Bizler bu mirası değerlendirip bu çağın sapıklığına iffetsizliğine cehaletine karşı birer Zeynep, Meryem, Fatima olmalıyız. Dünyaya gözlerini yeni açmış bir çocuğa isim aramaktansa, ona iffeti şahsiyeti takvayı ilmi öğretme yolları aramalıyız. Neden her birimiz birer Zeynep ve Fatıma olmayalım?
Müslüman bir kadın olarak girdiğimiz her ortamda, İslamin güzelliklerini benimsetmeliyiz. Kendi benliğimizi değil kimliğimizi temsil etmeliyiz.
Evet, emanet 'iradedir' her şey Rızayı İllallah içindir. Dünya ahiretin tarlasıysa, ekim işinin başında irade sahibi insan varsa, en güzelini mükemmel bir şekilde ekmek zorundadır. Bu bir gerçektir ki gündelik, dünyevi islerimize gösterdiğimiz çaba ve titizliği, amellerimizin sevabını kazanmak için göstermiyoruz. Varsın tüm âlem bize karşı çıksın, Allah olmadıkça dünya ve ahiret heba olacak, değer mi?
Kıldığımız namazlar erkânına riayet edilmedikçe kabul edilmez. ALLAHIN bizden istediği örtü şekline riayet etmemiz gerekiyor. Karşı cinsin dikkatini çekmeden, bol giyinmek, edep ve hayayı hal ve hareketlerle muhafaza etmeyip, kendi nefsani isteklerimize uydurmak nasıl kabul edilsin ki?
Kadının fıtratında güzel ve süslü giyinmek vardır. İslam bizden bu niteliği tamamıyla kaldırmamızı istemiyor, namahrem haricinde İslam süs güzel giyinmeye karşı çıkmıyor. İşin ciddiyetinde olmamız gerekiyor bizden istenilen Nisa suresindeki gibi emir 'dir. Bahanesi de yok 'biraz daha geçsin daha gencim , layık değilim, bana yakışmıyor, sonra örtünürüm ' bunu unutmayalım ki Zeynep annemizin çölün kızgın ateşinde 4 kat giyindiği rivayetler arasındadır..

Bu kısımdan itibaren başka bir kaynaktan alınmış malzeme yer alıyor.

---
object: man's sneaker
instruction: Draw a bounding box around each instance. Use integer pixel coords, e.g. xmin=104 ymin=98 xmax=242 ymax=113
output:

Tesettürü kendi nefsimizin isteklerine göre kullanmayalım, daracık giyinip daracık pantolonlarla tamamlamayalım. Allaha, İslam’a ne derece hakaret edildiğinin farkında olmak ve bu vebalin altına girmekten Allah'a sığınmak gerekli.

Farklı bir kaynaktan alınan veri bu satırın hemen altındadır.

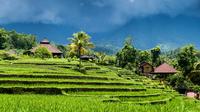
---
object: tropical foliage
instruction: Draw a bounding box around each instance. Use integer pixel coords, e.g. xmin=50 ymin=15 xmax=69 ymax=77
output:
xmin=35 ymin=46 xmax=52 ymax=59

Özgürlüğü nefsin ellerine vermek üç günlük dünyaya değer mi. Haydi bizler de kendi kimliğimize bürünüp her birimiz zamanın Zeynep'i Meryem’i Fatıma’sı olup, onları temsil edelim.
Allah bu elbette yolumuzu aydınlatacaktır...
Sizleri iman mesalesi olan annelerimizin yolunu sürdürebilmek temennisiyle yuce Rahman'a emanet ediyorum veddua..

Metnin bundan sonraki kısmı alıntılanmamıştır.